Longsheng Rice Water, the main ingredient in all their products, is inspired by the women of the Red Yao tribe. This is because they get their beautiful long jet black hair from rice that was fermented for several days. In exchange, for receiving Red Yao’s secret to healthy hair, Viori directly purchases the Longsheng Rice from the Red Yao women with a 500% markup. The locals additionally get a 5% donation of all of their profits in hopes for them to increase opportunities and care for their elderly and children. By purchasing the rice from the original founders of their ingredient, they are also benefiting the tribe, instead of just borrowing their resources for the company’s profit. Viori is located in Orem, Utah and their company size consists of 1-10 employees.

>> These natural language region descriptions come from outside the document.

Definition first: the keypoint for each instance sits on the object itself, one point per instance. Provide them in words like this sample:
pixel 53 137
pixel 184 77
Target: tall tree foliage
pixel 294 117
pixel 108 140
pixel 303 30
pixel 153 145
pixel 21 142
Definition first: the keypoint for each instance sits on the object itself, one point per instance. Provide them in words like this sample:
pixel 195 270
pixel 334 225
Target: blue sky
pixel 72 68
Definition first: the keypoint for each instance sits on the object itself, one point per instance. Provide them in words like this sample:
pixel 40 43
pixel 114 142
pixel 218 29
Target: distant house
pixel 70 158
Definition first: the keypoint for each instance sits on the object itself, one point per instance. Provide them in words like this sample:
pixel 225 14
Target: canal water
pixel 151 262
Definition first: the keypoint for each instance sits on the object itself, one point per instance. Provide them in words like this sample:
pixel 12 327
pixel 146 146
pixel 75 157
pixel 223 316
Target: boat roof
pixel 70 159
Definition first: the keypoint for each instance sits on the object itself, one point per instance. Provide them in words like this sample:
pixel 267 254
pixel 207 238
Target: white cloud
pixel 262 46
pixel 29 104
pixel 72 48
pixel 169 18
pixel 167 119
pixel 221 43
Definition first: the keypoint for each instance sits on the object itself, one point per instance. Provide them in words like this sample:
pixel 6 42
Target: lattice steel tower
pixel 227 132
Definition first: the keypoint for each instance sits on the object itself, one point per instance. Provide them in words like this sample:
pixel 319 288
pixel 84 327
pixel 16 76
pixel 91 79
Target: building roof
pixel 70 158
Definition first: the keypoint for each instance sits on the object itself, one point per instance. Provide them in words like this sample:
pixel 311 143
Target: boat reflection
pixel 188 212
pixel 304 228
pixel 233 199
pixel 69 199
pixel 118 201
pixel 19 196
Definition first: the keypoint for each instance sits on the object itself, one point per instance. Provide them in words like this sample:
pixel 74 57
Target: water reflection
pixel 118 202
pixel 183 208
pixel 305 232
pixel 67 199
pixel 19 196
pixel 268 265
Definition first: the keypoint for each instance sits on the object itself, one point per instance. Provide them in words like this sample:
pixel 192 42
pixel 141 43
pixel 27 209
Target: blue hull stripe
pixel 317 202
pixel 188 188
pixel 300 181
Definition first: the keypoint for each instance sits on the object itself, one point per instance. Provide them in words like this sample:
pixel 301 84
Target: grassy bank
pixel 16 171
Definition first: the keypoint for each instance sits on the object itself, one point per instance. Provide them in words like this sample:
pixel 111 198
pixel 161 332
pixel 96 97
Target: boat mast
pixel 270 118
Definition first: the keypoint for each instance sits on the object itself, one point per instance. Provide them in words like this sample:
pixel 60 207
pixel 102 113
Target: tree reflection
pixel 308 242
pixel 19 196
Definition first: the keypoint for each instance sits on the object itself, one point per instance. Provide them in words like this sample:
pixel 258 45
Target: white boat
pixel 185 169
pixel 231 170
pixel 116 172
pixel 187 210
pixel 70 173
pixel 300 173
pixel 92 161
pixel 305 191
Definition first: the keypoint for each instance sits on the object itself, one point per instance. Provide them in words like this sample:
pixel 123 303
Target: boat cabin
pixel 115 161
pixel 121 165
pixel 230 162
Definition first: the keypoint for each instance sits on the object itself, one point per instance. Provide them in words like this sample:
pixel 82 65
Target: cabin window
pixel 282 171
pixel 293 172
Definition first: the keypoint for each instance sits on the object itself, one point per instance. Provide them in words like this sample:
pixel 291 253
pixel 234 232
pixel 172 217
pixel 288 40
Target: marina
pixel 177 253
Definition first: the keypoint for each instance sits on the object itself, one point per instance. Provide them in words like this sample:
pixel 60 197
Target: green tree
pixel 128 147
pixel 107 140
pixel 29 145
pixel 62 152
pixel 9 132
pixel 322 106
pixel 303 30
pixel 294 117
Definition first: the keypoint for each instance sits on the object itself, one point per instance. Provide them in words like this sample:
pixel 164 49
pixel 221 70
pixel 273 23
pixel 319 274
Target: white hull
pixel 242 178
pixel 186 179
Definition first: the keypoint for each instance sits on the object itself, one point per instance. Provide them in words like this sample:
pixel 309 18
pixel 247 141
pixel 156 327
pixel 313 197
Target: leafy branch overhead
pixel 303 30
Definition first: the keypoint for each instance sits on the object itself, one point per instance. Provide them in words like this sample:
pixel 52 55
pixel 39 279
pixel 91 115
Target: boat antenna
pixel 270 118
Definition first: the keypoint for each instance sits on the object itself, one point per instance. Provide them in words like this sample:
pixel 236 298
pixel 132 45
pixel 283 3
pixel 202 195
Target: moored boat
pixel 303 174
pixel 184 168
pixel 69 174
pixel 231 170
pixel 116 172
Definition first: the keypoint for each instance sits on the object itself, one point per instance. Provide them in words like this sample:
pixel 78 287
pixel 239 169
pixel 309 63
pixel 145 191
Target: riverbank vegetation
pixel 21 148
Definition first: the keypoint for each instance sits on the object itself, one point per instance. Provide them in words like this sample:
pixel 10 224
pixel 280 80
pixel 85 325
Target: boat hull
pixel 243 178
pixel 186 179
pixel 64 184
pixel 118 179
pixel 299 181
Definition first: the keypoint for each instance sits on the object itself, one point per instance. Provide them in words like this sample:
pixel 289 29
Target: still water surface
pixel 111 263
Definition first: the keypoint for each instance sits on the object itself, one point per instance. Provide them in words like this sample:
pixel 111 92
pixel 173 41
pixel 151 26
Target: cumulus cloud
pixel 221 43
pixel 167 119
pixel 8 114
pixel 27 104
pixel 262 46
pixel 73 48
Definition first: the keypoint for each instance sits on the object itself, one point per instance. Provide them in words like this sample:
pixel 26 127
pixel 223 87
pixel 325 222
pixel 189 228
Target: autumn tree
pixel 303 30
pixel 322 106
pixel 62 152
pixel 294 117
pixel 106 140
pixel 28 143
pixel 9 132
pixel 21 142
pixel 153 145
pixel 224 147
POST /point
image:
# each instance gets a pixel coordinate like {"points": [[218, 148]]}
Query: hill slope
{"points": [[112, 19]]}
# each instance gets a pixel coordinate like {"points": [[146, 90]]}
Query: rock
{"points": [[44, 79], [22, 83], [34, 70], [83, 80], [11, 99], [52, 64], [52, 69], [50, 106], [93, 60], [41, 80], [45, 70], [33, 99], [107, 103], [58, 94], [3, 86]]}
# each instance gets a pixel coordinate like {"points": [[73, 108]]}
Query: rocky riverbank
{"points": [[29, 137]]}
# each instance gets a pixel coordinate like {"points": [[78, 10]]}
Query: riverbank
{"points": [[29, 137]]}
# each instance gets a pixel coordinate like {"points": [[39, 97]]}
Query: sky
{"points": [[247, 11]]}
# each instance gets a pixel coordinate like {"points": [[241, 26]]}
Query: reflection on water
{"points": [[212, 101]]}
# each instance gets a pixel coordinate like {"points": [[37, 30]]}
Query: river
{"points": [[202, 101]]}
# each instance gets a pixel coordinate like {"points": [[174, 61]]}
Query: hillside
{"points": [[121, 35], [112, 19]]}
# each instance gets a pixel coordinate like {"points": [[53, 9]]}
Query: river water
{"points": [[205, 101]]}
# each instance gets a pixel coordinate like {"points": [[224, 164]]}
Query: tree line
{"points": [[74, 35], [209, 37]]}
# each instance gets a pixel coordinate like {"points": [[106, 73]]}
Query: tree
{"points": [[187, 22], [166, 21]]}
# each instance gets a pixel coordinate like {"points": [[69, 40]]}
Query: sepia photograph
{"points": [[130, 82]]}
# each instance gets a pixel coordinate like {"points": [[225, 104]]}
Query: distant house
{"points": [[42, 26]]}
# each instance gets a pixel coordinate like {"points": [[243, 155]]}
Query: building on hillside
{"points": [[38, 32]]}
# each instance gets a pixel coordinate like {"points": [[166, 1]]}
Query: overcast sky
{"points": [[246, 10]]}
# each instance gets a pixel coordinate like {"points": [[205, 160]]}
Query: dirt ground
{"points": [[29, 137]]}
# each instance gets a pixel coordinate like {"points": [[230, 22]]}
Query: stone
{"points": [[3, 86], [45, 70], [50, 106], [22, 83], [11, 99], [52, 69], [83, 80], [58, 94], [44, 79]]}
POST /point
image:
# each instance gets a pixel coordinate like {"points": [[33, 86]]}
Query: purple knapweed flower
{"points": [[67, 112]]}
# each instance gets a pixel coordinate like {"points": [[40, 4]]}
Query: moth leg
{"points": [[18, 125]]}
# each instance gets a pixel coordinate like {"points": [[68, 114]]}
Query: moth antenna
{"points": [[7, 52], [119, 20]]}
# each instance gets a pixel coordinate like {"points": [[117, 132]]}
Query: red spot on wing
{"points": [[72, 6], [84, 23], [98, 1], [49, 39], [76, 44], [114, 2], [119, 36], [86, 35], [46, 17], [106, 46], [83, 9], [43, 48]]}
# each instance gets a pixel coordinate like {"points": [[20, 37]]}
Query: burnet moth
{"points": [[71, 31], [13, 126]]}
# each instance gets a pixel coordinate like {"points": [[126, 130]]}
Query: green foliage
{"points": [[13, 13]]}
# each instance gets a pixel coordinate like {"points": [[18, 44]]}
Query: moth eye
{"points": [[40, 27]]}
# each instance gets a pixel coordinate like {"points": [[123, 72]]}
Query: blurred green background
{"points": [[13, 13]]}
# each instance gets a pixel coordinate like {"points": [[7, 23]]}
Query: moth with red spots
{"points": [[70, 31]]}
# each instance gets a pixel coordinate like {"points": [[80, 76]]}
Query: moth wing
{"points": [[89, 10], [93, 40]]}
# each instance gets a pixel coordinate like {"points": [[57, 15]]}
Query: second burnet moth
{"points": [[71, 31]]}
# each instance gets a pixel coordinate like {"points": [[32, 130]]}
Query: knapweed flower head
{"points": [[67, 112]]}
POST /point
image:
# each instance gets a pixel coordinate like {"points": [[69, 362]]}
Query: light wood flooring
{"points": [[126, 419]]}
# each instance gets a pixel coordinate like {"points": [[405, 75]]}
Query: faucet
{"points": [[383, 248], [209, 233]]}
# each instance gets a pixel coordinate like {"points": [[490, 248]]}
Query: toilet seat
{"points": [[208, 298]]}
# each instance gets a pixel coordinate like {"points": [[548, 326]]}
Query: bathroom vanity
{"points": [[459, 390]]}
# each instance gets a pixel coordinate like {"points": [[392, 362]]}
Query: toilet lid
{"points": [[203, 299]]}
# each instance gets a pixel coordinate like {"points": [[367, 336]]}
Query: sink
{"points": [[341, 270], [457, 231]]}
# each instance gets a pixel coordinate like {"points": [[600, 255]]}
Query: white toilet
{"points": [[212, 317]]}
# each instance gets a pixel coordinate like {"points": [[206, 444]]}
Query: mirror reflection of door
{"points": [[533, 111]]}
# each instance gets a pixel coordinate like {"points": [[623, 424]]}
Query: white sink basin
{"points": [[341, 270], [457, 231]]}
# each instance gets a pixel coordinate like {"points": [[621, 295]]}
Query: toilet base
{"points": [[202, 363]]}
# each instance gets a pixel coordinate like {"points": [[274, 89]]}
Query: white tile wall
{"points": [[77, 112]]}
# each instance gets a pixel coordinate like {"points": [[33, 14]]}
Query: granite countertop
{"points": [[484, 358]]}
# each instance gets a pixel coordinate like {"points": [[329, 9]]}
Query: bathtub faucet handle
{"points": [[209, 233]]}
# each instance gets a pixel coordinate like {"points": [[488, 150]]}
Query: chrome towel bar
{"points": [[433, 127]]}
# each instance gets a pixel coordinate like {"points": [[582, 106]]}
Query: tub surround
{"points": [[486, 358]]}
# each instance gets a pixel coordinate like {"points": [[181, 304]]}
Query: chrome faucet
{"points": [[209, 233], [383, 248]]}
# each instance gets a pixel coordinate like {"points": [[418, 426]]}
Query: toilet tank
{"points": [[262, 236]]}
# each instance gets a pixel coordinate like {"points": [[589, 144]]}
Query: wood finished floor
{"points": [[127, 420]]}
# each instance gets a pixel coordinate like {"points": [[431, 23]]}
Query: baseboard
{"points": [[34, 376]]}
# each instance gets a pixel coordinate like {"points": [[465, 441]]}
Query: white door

Information on transportation emissions and whether the buildings used in manufacturing use renewable energy are not provided. Considering the fact that Viori is a very small business with very little employees, the fact that they do not disclose that much detail into whether renewable energy is being used in their facilities does bring some concern. It would help their case if they disclosed such information to their customers; providing transparency of their whole manufacturing and production process can increase the trust with their customer base and ensure a safe reputation for their product quality.

Who makes it:


The journey to the creation of the Viori business started off when the 7 founders made a trip to Longsheng in Guangxi, China in 2019. They went to an ancient village of the Red Yao tribe up in the rice terraced mountains. The company is devoted to preserving the unique culture of the tribe, which is why they both purchase the rice from the Red Yao with a large markup as well as give them a percentage of their profits. Within the year 2021, their goals are to spend $100,000 on Red Yao community initiatives. They plan to set up a purchasing plan for 2021 that will help support the local female artisans of the tribe.